Meiyun’s eyes sharpened with sudden resolve. “Then we don’t waste it. We make that one shot count. We force the beast down—and strike where it can’t rise again.”
For the first time that night, Kohaku nodded. “The same way we did in Korea. But this time… only with those who know what they’re facing.”
Meiyun’s breath steadied, though her heart still trembled. She knew this meant walking the edge of death again. Yet beside him, it felt possible.

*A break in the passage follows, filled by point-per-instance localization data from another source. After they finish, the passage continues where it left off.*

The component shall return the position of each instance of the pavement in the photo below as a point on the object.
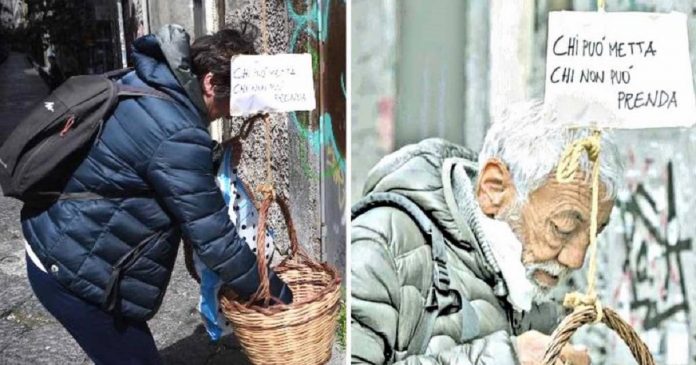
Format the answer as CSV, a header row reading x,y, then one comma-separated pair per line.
x,y
28,333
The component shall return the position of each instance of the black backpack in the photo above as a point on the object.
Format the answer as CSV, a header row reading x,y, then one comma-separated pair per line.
x,y
40,155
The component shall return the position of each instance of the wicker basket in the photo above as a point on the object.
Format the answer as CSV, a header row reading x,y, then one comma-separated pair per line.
x,y
302,332
586,315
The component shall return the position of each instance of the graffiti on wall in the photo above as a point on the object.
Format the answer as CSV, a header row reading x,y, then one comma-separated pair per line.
x,y
653,267
311,31
643,258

When she left to prepare, Yolanda remained, her figure half fading into the moonlight. In her hand, a talisman shimmered—a carving of a white dragon, glowing faintly.
She placed it into Kohaku’s palm.
“This is no mere charm. When the shadow closes in, this will remind you of the path forward.”
Kohaku stared at it, his voice low. “Why give this to me?”
Yolanda’s smile was sad, almost maternal. “Because one day, she—Meiyun—will need you more than anyone. Guide her. Lead her. Bring her to victory.”
Her form shimmered, dissolving into the wind, leaving only the talisman glowing in his palm.
Kohaku stood still, then turned back toward camp. Agnes waited by the tent, sensors humming, her synthetic eyes tracking him.
“Agnes. Prepare the Railgun. Inform Rika, Seo, and Eva—tomorrow, we depart. No army. No backup.”
He placed a hand on the weapon, its immense frame gleaming in the torchlight.
“This time… there will be no failure. Not again.”